For additional details see vowel_mappings.

Post-consonant vowels

The Sindhi abjad indicates the location of 7 vowel sounds using 4 letters. Three more sounds are not normally written. When needed, all vowels can be unambiguously represented using the letters and 3 combining marks. Post-consonant vowel sounds are written using the same code points, regardless of the position within a word.

Vowel letters

Normally speaking, after a consonant, Sindhi represents certain vowel sounds using the following consonant letters, and other vowel sounds are not written at all.

ي␣و␣ع␣ا

See examples of these letters below. The words include an unwritten vowel sound (one of ɪ ʊ ə) and a vowel sound indicated by one of the above letters (i u æ o ɑ).

سنڌي

لوڻ

قلعو

برابر

Text without vowel diacritics can sometimes have ambiguous readings.
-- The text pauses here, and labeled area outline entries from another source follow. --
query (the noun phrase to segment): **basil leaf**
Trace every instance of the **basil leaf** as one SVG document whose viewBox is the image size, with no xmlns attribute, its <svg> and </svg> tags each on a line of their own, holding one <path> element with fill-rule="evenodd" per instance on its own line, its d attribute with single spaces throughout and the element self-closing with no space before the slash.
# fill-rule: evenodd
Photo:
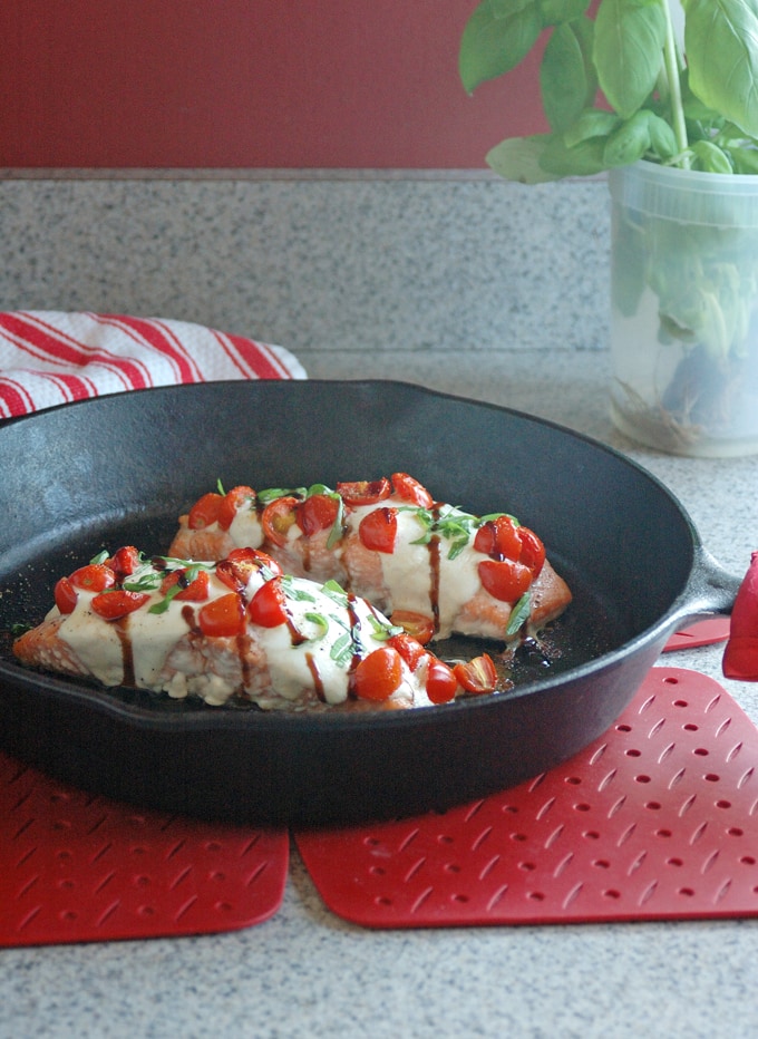
<svg viewBox="0 0 758 1039">
<path fill-rule="evenodd" d="M 553 130 L 567 129 L 591 103 L 594 93 L 591 69 L 576 26 L 573 22 L 557 26 L 540 66 L 542 104 Z"/>
<path fill-rule="evenodd" d="M 661 0 L 601 0 L 593 60 L 603 94 L 624 119 L 642 107 L 655 87 L 665 32 Z"/>
<path fill-rule="evenodd" d="M 460 39 L 458 72 L 470 94 L 479 84 L 515 68 L 542 32 L 540 0 L 483 0 Z"/>
<path fill-rule="evenodd" d="M 682 0 L 692 93 L 758 137 L 758 8 L 755 0 Z"/>
</svg>

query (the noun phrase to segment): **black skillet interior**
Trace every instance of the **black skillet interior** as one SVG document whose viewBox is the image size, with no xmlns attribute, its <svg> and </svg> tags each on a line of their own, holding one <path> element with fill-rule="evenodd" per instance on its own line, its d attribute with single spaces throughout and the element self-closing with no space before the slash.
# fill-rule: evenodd
<svg viewBox="0 0 758 1039">
<path fill-rule="evenodd" d="M 240 717 L 14 664 L 7 632 L 41 619 L 58 576 L 104 546 L 165 552 L 179 513 L 217 480 L 333 485 L 399 469 L 438 499 L 517 515 L 572 585 L 575 601 L 554 635 L 563 656 L 547 668 L 525 664 L 515 696 L 486 710 L 472 702 L 412 718 Z M 697 545 L 679 504 L 616 453 L 517 412 L 388 381 L 206 383 L 57 408 L 0 427 L 0 472 L 4 745 L 114 796 L 232 818 L 319 823 L 444 807 L 556 764 L 633 695 L 657 645 L 620 680 L 624 648 L 681 595 Z M 506 746 L 525 732 L 537 746 Z M 397 775 L 377 787 L 369 763 L 396 751 Z M 178 779 L 163 764 L 167 754 L 183 763 Z M 224 764 L 224 755 L 237 764 L 254 757 L 260 789 L 251 792 L 250 769 Z M 439 780 L 431 790 L 429 756 Z M 346 770 L 362 776 L 362 793 L 336 792 Z"/>
</svg>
For example, take the following word:

شڪر

When vowel diacritics are applied, the following 3 different pronunciations and meanings are possible for this sequence of letters.

شَڪَرِ

شُڪْرُ

شُڪُرُ

Combining marks used for vowels

Where needed, vowel sounds can be clarified using diacritics, as shown in basicV.

As just mentioned, some vowels in post-consonant position (ɪ, ʊ, and ə) are normally not written (or distinguished, one from another) at all, because the diacritics are not used in normal text.

The combining marks are listed just below, but it is the combination of these diacritics with other letters that determines the intended pronunciation. In other cases, such as for e and o, in vowelled text the absence of a diacritic can distinguish these sounds from i and u. See basicV for details.

ِ␣ُ␣َ

The following 2 additional combining marks can be found in decomposed text (only).

ٓ␣ٔ

Vowel length

Vowel length appears to be somewhat inconsistent. There are no special diacritics or conventions from separating long from short vowels.

Nasalisation

ن

Nasalisation is common in Sindhi, and is indicated using the letter ن.

متان

Observation: It's not always clear from transcriptions whether there is a difference between nasalisation or nasal coda, eg.

شينهن

Standalone vowels

Standalone vowels are written in 3 different ways in Sindhi. See basicV for the various forms. The following characters are used as vowel carriers.

ا␣ئ␣ء

Vowels that are only distinguished by diacritics are not distinguished in normal text, and the sound represented by the standalone vowel carrier is ambiguous.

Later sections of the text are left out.